Hillary Clinton et le leadership américain

n° 152 - Été 2016

Les questions internationales revêtent une importance majeure dans la campagne présidentielle américaine de 2016. Ce ne fut pas le cas lors des deux scrutins précédents : du fait de la crise financière née en 2007, les élections de 2008 et de 2012 avaient été largement dominées par les dossiers économiques. Ces dernières années, la donne a changé. Alors que les attentats de Boston d'avril 2013 semblaient oubliés, la décapitation du journaliste américain James Foley par les terroristes de l'État islamique (EI) en août 2014, les attentats de Paris et de San Bernardino en 2015, puis ceux de Bruxelles en 2016, ont réveillé dans l'opinion américaine la crainte du terrorisme. Et, dans le même temps, le retour d'une Russie agressive, qui a ouvertement montré ses ambitions territoriales en Ukraine en 2014, ravive les souvenirs de la guerre froide. Conséquence : dans les préoccupations des électeurs, les problématiques relatives à la sécurité nationale et à l'action extérieure des États-Unis sont actuellement au coude à coude avec l'économie (1).
Les projets des candidats à la Maison-Blanche en matière de politique étrangère sont donc examinés avec la plus grande attention. Candidate modérée longtemps favorite des sondages, la démocrate Hillary Rodham Clinton (HRC) bénéficie de toute évidence d'une grande expérience de ces dossiers, compte tenu de son passé de secrétaire d'État - un poste qu'elle a occupé tout au long du premier mandat de Barack Obama, de 2009 à 2013. Le programme de politique étrangère qu'elle développe depuis son départ de Foggy Bottom (le Département d'État) se révèle bien plus précis que celui de son adversaire républicain Donald Trump, mais aussi que les projets des nombreux autres ex-candidats aux primaires de 2016 (2).
Il est dès lors possible de se représenter de façon assez nette ce que serait une politique étrangère « made in HRC ». Une politique à la fois idéaliste et pragmatique, dont le maître mot serait sans doute « efficacité ».

Au carrefour des traditions de la politique étrangère américaine

Des débuts plutôt idéalistes
Rappelons brièvement que l'idéalisme d'une part et le réalisme de l'autre sont deux courants bien connus de la politique étrangère américaine.

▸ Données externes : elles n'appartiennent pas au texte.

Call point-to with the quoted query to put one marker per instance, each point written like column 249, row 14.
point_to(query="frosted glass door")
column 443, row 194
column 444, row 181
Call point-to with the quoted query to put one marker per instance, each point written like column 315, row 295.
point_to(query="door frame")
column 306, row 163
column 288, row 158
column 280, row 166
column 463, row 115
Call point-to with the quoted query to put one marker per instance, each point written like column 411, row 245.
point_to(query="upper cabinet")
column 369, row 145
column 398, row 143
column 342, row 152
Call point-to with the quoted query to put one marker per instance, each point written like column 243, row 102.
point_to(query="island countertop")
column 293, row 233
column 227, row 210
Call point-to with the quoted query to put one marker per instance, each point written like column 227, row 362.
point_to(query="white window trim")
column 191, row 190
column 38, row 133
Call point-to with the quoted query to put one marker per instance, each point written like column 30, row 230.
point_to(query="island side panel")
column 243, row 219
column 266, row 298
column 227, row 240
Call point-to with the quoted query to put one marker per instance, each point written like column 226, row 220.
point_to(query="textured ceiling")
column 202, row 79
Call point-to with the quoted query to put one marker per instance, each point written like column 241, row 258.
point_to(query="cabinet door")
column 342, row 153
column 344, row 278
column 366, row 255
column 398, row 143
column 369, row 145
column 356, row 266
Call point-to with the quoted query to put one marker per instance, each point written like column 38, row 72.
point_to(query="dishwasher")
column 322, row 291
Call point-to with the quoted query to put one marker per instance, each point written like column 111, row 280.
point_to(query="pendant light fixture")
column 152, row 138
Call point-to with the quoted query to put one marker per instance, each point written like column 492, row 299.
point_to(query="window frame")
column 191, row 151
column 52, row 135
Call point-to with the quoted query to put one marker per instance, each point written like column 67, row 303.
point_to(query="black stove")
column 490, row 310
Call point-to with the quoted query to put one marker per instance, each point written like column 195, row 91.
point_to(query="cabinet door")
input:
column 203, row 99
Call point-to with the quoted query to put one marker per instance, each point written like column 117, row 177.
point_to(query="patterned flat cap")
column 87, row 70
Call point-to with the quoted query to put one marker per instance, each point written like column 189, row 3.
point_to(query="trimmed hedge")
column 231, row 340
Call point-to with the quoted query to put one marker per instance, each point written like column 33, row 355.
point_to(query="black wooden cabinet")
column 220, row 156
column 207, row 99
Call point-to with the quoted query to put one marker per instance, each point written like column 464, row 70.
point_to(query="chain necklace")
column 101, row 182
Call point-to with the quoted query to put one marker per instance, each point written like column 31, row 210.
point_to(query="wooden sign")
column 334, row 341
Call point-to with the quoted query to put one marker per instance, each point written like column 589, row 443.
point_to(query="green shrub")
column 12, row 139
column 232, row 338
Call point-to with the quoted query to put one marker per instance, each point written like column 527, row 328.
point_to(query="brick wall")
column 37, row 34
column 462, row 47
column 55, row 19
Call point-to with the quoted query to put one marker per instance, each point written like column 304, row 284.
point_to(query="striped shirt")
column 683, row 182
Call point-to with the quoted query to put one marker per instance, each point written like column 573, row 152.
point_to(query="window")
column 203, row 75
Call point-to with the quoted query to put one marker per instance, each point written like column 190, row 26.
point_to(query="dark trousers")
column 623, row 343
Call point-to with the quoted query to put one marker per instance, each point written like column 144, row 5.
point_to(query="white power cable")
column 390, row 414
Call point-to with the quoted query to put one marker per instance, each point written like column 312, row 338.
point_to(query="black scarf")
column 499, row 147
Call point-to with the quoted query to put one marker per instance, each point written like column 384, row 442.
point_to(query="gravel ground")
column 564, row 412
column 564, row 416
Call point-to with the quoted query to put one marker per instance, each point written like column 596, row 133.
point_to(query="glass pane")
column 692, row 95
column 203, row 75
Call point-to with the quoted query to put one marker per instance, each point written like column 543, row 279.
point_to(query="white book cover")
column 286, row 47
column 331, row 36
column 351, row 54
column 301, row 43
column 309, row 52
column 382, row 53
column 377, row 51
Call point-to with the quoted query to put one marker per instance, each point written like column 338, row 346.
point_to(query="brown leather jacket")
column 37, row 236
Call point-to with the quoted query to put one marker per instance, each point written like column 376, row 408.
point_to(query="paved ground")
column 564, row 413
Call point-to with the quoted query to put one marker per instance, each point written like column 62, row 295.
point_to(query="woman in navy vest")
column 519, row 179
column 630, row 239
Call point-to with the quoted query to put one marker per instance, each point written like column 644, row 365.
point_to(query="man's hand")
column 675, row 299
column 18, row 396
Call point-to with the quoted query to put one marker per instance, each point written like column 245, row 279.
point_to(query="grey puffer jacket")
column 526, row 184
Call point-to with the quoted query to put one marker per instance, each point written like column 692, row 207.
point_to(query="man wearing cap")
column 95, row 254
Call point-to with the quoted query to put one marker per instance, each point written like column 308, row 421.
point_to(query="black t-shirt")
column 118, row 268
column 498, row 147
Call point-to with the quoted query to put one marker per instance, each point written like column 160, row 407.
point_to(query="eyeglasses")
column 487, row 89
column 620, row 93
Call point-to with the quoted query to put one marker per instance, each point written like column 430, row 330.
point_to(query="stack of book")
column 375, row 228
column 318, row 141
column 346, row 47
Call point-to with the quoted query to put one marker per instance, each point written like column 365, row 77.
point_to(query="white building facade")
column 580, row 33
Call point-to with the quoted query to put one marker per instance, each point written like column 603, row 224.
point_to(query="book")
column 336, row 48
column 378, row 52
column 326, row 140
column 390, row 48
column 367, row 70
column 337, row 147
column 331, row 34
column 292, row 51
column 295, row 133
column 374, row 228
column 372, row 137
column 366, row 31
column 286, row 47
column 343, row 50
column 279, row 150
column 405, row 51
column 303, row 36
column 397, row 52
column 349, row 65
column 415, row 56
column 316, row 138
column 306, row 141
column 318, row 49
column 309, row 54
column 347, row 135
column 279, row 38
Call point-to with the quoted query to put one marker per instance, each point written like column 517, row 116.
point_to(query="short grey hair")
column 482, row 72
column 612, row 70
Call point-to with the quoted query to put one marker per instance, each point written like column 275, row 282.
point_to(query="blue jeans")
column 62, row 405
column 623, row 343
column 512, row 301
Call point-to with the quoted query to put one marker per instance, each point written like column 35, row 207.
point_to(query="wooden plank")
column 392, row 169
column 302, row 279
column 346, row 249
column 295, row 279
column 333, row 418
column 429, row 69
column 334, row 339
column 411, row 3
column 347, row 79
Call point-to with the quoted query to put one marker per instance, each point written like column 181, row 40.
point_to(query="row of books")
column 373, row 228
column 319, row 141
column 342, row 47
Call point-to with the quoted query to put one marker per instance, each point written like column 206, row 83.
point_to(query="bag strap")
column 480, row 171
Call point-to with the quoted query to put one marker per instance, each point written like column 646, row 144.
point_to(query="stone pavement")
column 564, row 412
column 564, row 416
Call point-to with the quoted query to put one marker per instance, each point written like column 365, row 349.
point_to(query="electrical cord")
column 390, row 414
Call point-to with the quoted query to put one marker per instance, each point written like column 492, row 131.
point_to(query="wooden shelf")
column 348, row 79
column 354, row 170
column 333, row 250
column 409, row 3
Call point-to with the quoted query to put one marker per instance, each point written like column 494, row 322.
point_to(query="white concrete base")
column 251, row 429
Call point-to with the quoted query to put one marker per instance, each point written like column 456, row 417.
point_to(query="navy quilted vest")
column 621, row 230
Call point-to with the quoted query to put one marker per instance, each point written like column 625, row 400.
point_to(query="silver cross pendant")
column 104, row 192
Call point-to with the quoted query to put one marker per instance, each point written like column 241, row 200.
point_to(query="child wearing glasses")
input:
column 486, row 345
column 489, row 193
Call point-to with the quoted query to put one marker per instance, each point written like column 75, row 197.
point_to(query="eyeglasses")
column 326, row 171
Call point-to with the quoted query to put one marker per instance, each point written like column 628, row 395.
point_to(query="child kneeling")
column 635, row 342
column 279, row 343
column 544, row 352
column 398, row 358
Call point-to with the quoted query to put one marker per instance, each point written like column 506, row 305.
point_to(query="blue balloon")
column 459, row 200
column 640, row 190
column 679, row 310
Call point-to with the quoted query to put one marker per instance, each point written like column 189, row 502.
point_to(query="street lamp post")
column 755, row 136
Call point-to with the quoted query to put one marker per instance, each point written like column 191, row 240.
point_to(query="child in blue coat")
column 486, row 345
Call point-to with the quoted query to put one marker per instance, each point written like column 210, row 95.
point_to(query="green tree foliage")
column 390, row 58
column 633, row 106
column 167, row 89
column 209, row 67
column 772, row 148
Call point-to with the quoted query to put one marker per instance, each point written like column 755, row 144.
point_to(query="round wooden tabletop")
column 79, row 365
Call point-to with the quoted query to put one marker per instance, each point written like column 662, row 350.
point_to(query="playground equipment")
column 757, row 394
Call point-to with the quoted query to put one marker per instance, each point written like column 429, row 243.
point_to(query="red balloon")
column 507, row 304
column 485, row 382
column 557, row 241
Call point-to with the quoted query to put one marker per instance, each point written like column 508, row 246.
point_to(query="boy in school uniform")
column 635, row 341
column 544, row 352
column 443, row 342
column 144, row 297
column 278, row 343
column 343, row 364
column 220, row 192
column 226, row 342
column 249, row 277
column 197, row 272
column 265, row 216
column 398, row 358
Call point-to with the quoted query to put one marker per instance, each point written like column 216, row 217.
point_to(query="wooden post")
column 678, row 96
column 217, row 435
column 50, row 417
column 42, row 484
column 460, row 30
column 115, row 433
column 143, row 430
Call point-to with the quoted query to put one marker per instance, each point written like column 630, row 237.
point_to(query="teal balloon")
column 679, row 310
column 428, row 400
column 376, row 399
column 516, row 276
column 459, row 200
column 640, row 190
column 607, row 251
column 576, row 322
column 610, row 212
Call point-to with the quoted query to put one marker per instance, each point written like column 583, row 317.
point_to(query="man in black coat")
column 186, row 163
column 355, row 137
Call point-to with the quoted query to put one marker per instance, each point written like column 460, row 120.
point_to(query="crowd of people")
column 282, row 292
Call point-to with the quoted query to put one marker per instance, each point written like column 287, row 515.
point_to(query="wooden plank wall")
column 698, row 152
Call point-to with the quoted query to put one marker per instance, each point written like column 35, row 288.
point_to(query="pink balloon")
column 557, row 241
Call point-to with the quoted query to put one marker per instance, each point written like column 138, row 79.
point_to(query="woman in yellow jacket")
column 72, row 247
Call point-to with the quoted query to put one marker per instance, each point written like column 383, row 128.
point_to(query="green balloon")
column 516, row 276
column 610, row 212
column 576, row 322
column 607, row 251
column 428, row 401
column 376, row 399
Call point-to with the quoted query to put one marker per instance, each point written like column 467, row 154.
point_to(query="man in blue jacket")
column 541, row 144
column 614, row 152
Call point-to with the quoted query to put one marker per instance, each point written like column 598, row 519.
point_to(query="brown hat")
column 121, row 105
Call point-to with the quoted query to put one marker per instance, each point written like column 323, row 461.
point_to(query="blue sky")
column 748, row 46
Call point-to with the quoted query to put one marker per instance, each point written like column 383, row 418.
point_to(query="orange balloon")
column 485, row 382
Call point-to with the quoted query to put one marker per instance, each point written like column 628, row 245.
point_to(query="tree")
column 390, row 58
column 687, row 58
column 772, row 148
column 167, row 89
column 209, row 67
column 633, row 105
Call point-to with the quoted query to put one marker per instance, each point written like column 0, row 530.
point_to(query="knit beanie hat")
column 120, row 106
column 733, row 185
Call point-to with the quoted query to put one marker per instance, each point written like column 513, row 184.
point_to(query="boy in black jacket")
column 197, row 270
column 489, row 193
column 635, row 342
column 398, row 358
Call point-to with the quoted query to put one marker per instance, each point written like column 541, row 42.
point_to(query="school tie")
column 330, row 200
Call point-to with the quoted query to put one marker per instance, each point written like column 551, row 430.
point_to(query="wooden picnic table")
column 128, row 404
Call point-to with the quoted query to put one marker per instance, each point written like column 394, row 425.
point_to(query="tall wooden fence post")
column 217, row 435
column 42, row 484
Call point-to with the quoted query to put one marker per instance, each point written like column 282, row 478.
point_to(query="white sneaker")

Ils inspirent des projets opposés pour la conduite des affaires du pays.
Les idéalistes estiment qu'il est possible d'améliorer la situation du plus grand nombre sur la planète et que les États-Unis sont tout particulièrement investis de cette mission - soit parce que l'Être suprême leur a désigné cette tâche, soit parce que leur puissance leur confère cette responsabilité (3). Ils se doivent donc, au minimum, de garantir la paix dans le monde - et, si possible, d'apporter la prospérité et la démocratie aux pays moins chanceux. Les réalistes, eux, cherchent avant tout à défendre l'intérêt propre des États-Unis. Héritiers de la Realpolitik allemande, ils choisissent leurs alliances et leurs actions avec pragmatisme, en fonction des événements.
Bien entendu, dans les faits, les praticiens de la politique étrangère américaine ne sont jamais totalement idéalistes ou absolument pragmatiques. Hillary Clinton ne fait pas exception : dans son livre …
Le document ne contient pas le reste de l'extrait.